Condon was reappointed brigadier general in March 1953. He was relieved from active duty in 1954 and received a second award of the Legion of Merit. His promotion to major general in the Air Force Reserve was approved in June 1955.

In 1955, Condon was appointed director of civil defense by New York City Mayor Robert F. Wagner, who had also served as an Army Air Forces intelligence officer during World War II. At the age of sixty, Condon retired from the Air Force Reserve on 31 March 1956. He continued to hold the post of director of civil defense until Mayor John V. Lindsay took office in January 1966.

==Personal==
Condon was the son of James Francis Condon. He had a sister.

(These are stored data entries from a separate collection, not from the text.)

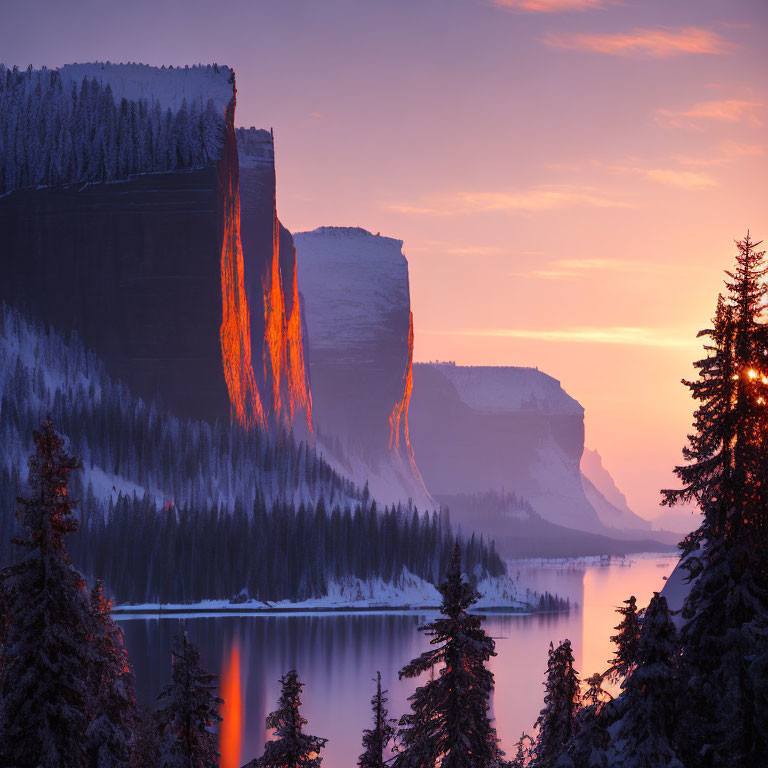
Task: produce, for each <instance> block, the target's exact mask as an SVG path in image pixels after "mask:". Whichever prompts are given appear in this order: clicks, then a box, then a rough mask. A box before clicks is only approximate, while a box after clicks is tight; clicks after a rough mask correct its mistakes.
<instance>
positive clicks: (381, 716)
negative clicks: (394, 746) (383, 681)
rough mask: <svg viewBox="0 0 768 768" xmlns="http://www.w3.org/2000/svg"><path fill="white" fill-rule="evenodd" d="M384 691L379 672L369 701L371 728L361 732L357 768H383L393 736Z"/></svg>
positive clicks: (379, 673)
mask: <svg viewBox="0 0 768 768" xmlns="http://www.w3.org/2000/svg"><path fill="white" fill-rule="evenodd" d="M386 693H387V692H386V691H382V690H381V672H377V673H376V693H375V694H374V695H373V698H372V699H371V709H372V710H373V728H368V729H366V730H365V731H363V750H364V751H363V754H362V755H360V758H359V759H358V761H357V764H358V766H359V768H384V766H385V762H384V751H385V750H386V748H387V746H389V742H390V741H391V740H392V737H393V736H394V735H395V728H394V722H395V721H394V720H392V719H390V717H389V713H388V712H387V710H386V708H385V706H384V705H385V704H386V703H387V697H386Z"/></svg>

On 23 November 1929, Condon married Gertrude Camille Edwards (27 September 1900 – 29 September 1983) at the Church of St. Augustine in Larchmont, New York. She changed her name to Camille Gertrude Condon after their marriage. They had a daughter and a son.

After his retirement, Condon and his wife lived in Goshen, New York. On 26 June 1981, Condon died at Arden Hill Hospital there. On 7 December 1998, Condon and his wife were interred in Section 65 of Arlington National Cemetery.